Geplant ist, dass die Krankenversicherungsträger den niedergelassenen Kassenvertragsärzten und Laboren ein Pauschalhonorar zahlen. Zuzahlungen durch Patienten sollen gesetzlich verhindert werden. Der Bund ersetzt den Kassen wiederum die Ausgaben aus Mitteln des Covid19-Krisenbewältigungsfonds.

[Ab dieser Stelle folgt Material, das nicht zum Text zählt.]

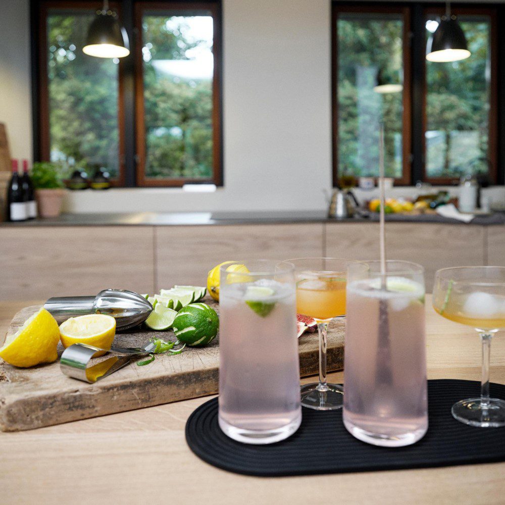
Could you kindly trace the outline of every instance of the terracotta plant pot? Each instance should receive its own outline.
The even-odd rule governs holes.
[[[41,218],[57,218],[61,213],[65,189],[36,189],[38,215]]]

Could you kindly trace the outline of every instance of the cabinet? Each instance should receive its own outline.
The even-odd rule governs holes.
[[[426,291],[444,267],[505,266],[505,226],[386,224],[387,254],[424,267]],[[107,287],[154,293],[204,285],[227,260],[334,256],[378,259],[376,223],[206,226],[0,227],[0,300],[92,294]]]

Bundesrettungskommandant Gerry Foitik beschreibt im STANDARD-Interview bedenkliche Entwicklungen: Die Zahl der Corona-Infizierten würde schon bald stark steigen, und auch auf den Intensivstationen würde es wieder voller werden. „Die große Frage ist, schaffen wir es bis Mitte, Ende Oktober, die Zahlen wieder auf ein Niveau zu bringen, das vernünftig ist?“Denn dann geselle sich zur Pandemie ein weiteres Problem: Die Erkältungskrankheiten werden mehr.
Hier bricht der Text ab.